2004 Denver Annual Meeting (November 7–10, 2004)

Paper No. 58
Presentation Time: 6:30 PM-8:30 PM

THE ROCKS REDISCOVERED: FIELD GEOLOGY AND THE HYDROGEOLOGIST


SIEGEL, Donald I., Department of Earth Sciences, Syracuse Univ, 204 Heroy Geology Laboratory, Syracuse, NY 13244-1070 and BAUER, Robert, Geological Sciences, Univ of Missouri, 101 Geology Building, Columbia, MO 65211, disiegel@syr.edu

Many geology students will work as hydrogeologists, and geology field camps are introducing hydrogeology segments into their curriculums. At the Branson Geology Field Camp we teach hydrogeology squarely within the context of the fundamental geologic field experience: mapping and interpreting structure and stratigraphy. Some hydrogeologists ask, “Who maps surface geology anymore?”. The answer comes from rediscovering "rocks", the root of the science. How can hydrogeologists make reasonable sense of scant subsurface data if they have never seen geologic relationships in the field?

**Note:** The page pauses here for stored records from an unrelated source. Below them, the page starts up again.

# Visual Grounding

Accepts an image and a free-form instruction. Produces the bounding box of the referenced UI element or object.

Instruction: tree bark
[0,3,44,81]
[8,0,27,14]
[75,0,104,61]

Analogous to learning languages, total immersion is the best way to learn geology, rather than from a mélange of disparate classroom field experiences. Summer geology field camp students live geology for six weeks, touring, mapping, drawing cross-sections, and seeing geologic relationships in an unparalleled way. By doing this, they develop a lifetime mental database of geological images without which geological clarity is hard to achieve.

Not seeing sufficient geology in the educational process results in hydrogeologic errors of judgment in the workplace. The root of “hydrogeology” is geology, and understanding geology in the field remains, despite technological advances, the root of the hydrogeology profession.